Sand Tray Therapy: What You Need to Know

Written by Elizabeth Moreno, Licensed Independent Social Worker

Elizabeth Moreno, LISW, at Mind & Spirit Counseling Center

As a child therapist, it is such an honor that parents and caregivers allow me to work individually with their children. We often hear the term “play therapy” used when working with children. Play therapy encompasses many modalities and theories that a therapist can use. Since each child is so different, therapeutic approaches should be tailored accordingly. One of my favorite modalities to use with children, teens, families, and even adults, is Sand Tray Therapy.

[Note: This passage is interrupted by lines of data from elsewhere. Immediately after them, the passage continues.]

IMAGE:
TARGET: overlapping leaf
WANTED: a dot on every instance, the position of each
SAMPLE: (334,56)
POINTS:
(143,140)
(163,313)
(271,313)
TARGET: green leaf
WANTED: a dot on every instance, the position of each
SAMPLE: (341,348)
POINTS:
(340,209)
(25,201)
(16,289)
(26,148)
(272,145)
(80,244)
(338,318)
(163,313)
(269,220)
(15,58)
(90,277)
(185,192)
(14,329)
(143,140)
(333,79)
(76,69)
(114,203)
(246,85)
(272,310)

So, what is Sand Tray Therapy exactly? Sand Tray is a modality that allows the individual to process intrapersonal and interpersonal issues through the use of verbal and nonverbal communication by using sand tray materials such as miniatures (toys) and a sandbox. This modality enables the therapist to employ both nondirective and directive therapy techniques, helping clients process emotions and situations through play. Sand Tray Therapy is a non-threatening approach that can take the pressure off needing to talk to the therapist and instead using images and a sensory component to allow the client to process.

There are many ways that Sand Tray Therapy can be used. Personally, I like to use it with kids and teens with anxiety or trauma. I also use this modality with families to allow family members to express concerns and emotions in the relationships. Sand Tray Therapy can be great for resistant clients, rapport building and a great exercise to step inside the client’s world.

 “Enter into children’s play and you will find the place where their minds, hearts, and souls meet.”

Virginia Axline

This modality allows just that—expressive sensory meets nonverbal language to assist with processing where the therapist is able to ask questions to explore deeper. The trained therapist is able to identify play therapy themes, ask curious questions and wonder to assist with processing.

Over the last 6 years of practice, I have seen many beautiful trays and it always seems to be a fan favorite that can also meet many needs of a client.

An example of a sand tray that may have someone processing how they feel they need to keep their love and happiness contained and instead have some explosive behaviors. (This is not an actual client example.)